Tournoyant dans la gyre qui s’étend,
Le faucon ne peut entendre le fauconnier.
Tout se disloque; le centre ne peut tenir.
La pure anarchie se déchaîne sur le monde;
La marée noire de sang déferle et, partout,
La cérémonie de l’innocence est noyée.
Les meilleurs se vident de toute certitude, tandis que les pires
Débordent d’une ardeur passionnée.
J’avoue avoir pris moi-même quelques libertés.
Tout d’abord, au premier vers, plutôt que de répéter « tournant » (ce qui se limite à calquer Yeats), je n’ai utilisé qu’un seul mot – « tournoyant » – qui signifie déjà « tourner plusieurs fois ». Ensuite, à l’avant-dernier vers, plutôt que de traduire « lack » par « manquent », j’ai opté pour l’expression « se vident de » qui, je crois, produit une belle antithèse cornélienne*** avec le verbe « débordent » dans le vers suivant. Enfin, justement, ce « débordent » en rajoute un peu par-dessus le sens de « are full » dont la traduction française directe (« sont pleins ») me semblait un peu trop faible pour le ton et le sujet.

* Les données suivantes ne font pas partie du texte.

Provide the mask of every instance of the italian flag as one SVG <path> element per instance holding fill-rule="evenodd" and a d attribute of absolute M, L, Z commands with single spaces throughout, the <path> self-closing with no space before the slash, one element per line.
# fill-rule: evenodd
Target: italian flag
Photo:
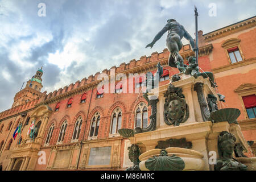
<path fill-rule="evenodd" d="M 31 130 L 34 129 L 34 124 L 35 123 L 35 121 L 33 121 L 31 125 L 30 125 L 30 128 L 28 129 L 28 131 L 27 131 L 27 135 L 28 135 L 31 132 Z"/>
<path fill-rule="evenodd" d="M 15 139 L 16 136 L 19 133 L 20 133 L 20 125 L 19 125 L 19 126 L 16 129 L 15 131 L 14 131 L 14 133 L 13 133 L 13 136 L 14 139 Z"/>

Comme quoi que, face au travail de traducteur, si l’on est tous un peu des traîtres, on trahit souvent au profit d’une bonne cause. Mea culpa moi de même!

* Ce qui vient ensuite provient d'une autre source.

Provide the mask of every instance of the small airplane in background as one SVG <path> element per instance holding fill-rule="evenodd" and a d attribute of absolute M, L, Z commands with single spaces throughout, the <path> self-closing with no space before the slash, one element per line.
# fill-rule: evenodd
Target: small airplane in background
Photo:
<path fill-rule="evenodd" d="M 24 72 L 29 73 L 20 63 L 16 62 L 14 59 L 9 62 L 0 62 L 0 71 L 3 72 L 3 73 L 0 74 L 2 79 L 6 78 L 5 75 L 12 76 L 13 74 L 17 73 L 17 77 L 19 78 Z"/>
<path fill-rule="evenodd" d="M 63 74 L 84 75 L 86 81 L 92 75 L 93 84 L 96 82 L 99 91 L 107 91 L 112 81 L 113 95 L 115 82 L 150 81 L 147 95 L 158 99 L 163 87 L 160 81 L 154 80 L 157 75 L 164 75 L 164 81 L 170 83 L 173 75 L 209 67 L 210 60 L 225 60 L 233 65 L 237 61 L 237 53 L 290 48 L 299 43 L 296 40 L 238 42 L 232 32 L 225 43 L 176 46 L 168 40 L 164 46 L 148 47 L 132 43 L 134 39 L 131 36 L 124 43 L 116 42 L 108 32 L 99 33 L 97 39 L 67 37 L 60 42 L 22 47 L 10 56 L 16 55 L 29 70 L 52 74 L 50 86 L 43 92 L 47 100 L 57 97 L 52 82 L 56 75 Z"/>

* Cela dit, ça n’enlève rien au talent du monsieur comme poète. Baudelaire et Boris Vian ont beau être des géants littéraires, ça ne les a pas empêché de massacrer respectivement Edgar Allan Poe et Raymond Chandler dans des traductions foireuses.
** Je n’ai aucune formation en traduction, juste une facilité naturelle avec les langues. Les professionnels qui lisent ceci ont le beau jeu pour me critiquer.
*** Voilà pour ceux qui croyaient qu’une année complète d’inactivité sur ce blogue me rendrait moins pédant.